We would all like to be thought “wise and understanding”, but the mark of true wisdom is not clever words but godly lives. In the Bible wisdom is the way we make sense of the world such that it shapes how we live. James distinguishes two kinds of wisdom – each with a very different source, different characteristics, and different results. World wisdom encourages self-promotion and rivalry, which leads to disorder and sin. True wisdom encourages humility (could be translated “meekness”), which leads to harmonious relationships and a good life.
Having outlined these two profoundly contrasting kinds of wisdom, in vv.1-3 James makes it clear which kind of wisdom characterises his readers. Their “fights and quarrels” stem from their(frustrated) self-focussed desires. Verse 2 is better understood by dividing the sentences slightly differently. They want, but don’t get, so they kill. They covet, but can’t have, so they quarrel and fight. (I take it they don’t literally murder each other – James is more pastorally astute than to deal with genuine murder in the church in one line! – but he is showing the seriousness of the ruptures). Theirselfish ambition either leads them not to pray, because God is scarcely in the picture, or if they do pray then such prayers are unanswered because they “ask with wrong motives”, being purely to satisfy their selfish desires.

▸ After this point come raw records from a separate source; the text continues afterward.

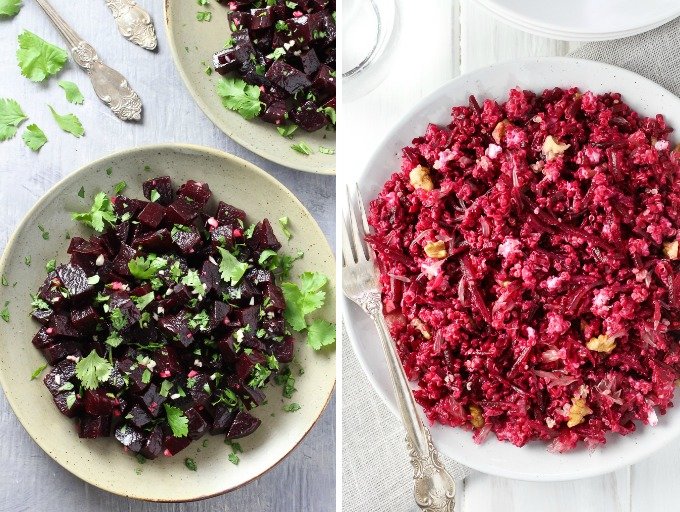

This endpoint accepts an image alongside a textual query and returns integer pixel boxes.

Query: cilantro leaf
[47,105,85,138]
[0,98,28,142]
[0,0,21,16]
[31,363,47,380]
[307,319,335,350]
[281,272,328,331]
[71,192,116,233]
[128,254,168,281]
[217,78,262,119]
[76,350,113,389]
[21,124,47,151]
[217,247,248,286]
[163,403,189,437]
[57,80,85,105]
[17,30,68,82]
[290,141,313,155]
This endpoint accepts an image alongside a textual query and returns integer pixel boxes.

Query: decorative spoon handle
[105,0,158,50]
[357,291,456,512]
[36,0,142,121]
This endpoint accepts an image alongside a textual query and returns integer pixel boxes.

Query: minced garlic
[586,334,616,354]
[541,135,570,160]
[408,165,434,191]
[425,240,447,260]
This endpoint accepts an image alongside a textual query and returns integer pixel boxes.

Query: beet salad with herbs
[369,88,680,452]
[33,177,335,462]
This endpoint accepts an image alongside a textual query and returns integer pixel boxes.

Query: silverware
[105,0,158,50]
[36,0,142,121]
[342,185,456,512]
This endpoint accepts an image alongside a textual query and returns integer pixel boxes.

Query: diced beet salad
[369,88,680,451]
[33,177,294,459]
[213,0,336,135]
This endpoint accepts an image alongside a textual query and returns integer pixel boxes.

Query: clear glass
[342,0,399,101]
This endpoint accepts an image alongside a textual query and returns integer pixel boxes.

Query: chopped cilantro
[217,247,248,286]
[17,30,68,82]
[76,350,113,389]
[57,80,85,105]
[217,78,262,119]
[290,141,313,155]
[71,192,116,233]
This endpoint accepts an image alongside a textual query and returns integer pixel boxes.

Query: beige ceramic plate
[165,0,335,174]
[0,145,335,501]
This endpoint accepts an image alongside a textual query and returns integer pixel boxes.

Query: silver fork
[342,185,456,512]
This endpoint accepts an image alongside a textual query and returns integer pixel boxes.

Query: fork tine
[342,197,357,266]
[347,186,369,260]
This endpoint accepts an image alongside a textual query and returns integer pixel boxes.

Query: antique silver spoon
[105,0,158,50]
[36,0,142,121]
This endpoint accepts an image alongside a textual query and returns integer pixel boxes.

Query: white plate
[343,57,680,481]
[477,0,680,41]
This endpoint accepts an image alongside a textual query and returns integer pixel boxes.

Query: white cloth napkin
[342,18,680,512]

Verses 4 and 5 give James’ diagnosis of their condition: spiritual adultery. They are cheating on God, two-timing him; they love God and they love the world (cf. the double-mindedness mentioned in 1:8 and 4:8) but that is really to hate God. Verse 5 is tricky, but I think the sense is that the Spirit jealously longs for his people’s faithfulness and love. God here is the jilted lover, they are the cheating adulteresses. Wonderfully though, while his jealousy might justly cause him to disown his adulterous wife, instead he offers grace and mercy (v.6) to those will humble themselves in repentance.
The next paragraph is an impassioned plea for such a repentance. James spells oput what humbling ourselves will involve: (i) submitting ourselves to God, ie recognizing his Lordship and committing ourselves to obey him and live to please him; (ii)resisting the devil, recognizing him as the source of this worldly wisdom (3:15) and deliberating determining to stand against him and his agenda; and then(iii) coming near to God, with a heartfelt sorrow for our sin and a desire to know again his forgiveness, for as we do so he will surely draw near to us, cleansing and forgiving us and lifting us up.

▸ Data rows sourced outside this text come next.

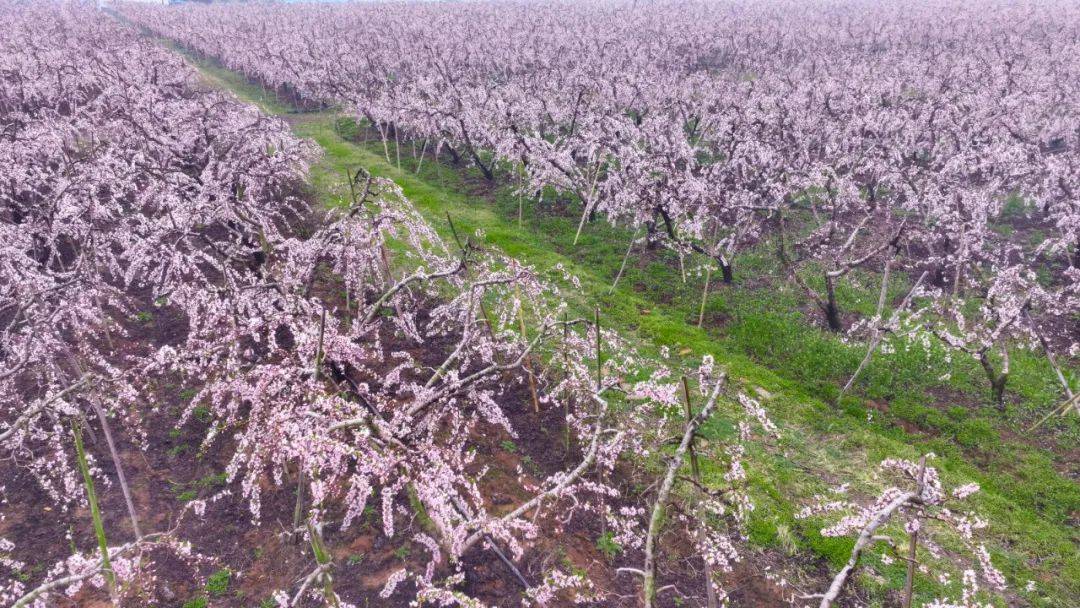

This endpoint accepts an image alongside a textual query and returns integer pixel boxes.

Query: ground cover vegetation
[0,1,1080,607]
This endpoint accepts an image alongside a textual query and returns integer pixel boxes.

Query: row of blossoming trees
[0,2,786,607]
[0,2,1036,607]
[124,0,1080,403]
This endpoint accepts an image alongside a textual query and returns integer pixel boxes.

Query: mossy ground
[172,46,1080,607]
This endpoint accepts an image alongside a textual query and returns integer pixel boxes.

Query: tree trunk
[823,274,843,332]
[978,352,1009,410]
[720,261,735,285]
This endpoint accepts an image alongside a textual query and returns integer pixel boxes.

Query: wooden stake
[698,266,713,329]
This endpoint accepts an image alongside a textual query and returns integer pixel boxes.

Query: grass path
[181,49,1080,607]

The final two verses are something of an epilogue. John Dickson suggests in his little commentary that if vv.7-10 emphasise the God-ward nature of repentance, vv.11-12 draw out some of the human-ward implications. Slandering and condemning others was no doubt a feature of their “fights and quarrels”, driven by their “selfish ambition and envy”, and such behaviour needs to stop. It is to speak against “the law”, which I think may refer particularly to the “royal law” mentioned in 2:8 – “Love your neighbour as yourself”. To slander and condemn our brother or sister is disregard that command to love.